In his third State of the Nation Address (SONA) on July 22, 2024, President Marcos, Jr. ordered the Philippine Amusement and Gaming Corp. (PAGCOR) to wind down and cease the operation of POGOs by the end of the year.

The President’s decision came after Secretary Recto’s cost-benefit analysis report on June 25, 2024, which recommended the prohibition of POGO operations due to its social costs and reputational risks, which far outweigh the economic benefits of keeping them.

Estimates from the Department of Finance (DOF) showed that the net cost of POGO operations reached around PHP 99.52 billion annually.

The POGOs’ estimated total economic benefits only amounted to PHP 166.49 billion per year, significantly lower than the estimated total economic costs of PHP 265.74 billion annually.

The economic benefits took into account government revenues, such as tax revenues from the Bureau of Internal Revenue (BlR) as well as Gross Gaming Revenues from the PAGCOR.

Other estimated direct economic benefits include estimated income from office and residential space rentals, transportation, and the additional demand from the private consumption of employees and entities.

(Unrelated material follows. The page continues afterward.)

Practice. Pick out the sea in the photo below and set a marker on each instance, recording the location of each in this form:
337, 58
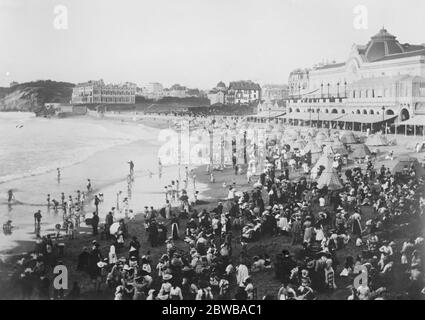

Indirect economic benefits were also taken into consideration, which comprised the associated economic activities as well as government revenues earned from POGOs’ multiplier effects.

On the other hand, the estimated economic costs of POGOs include the undesired effects of reputational risks which have an impact on foreign direct investments. POGO-related crimes also bring negative impact in terms of the country’s attractiveness as a tourist destination.

Apart from these, POGOs entail social costs, which are unquantifiable. This includes the loss of life as well as physical and psychological harm to victims of criminal activities.

POGO operations also affect communities by increasing fear and anxiety associated with illegal activities.

Additionally, the perception that groups engaged in illegal or criminal activities wield significant economic influence in certain areas erodes institutional integrity.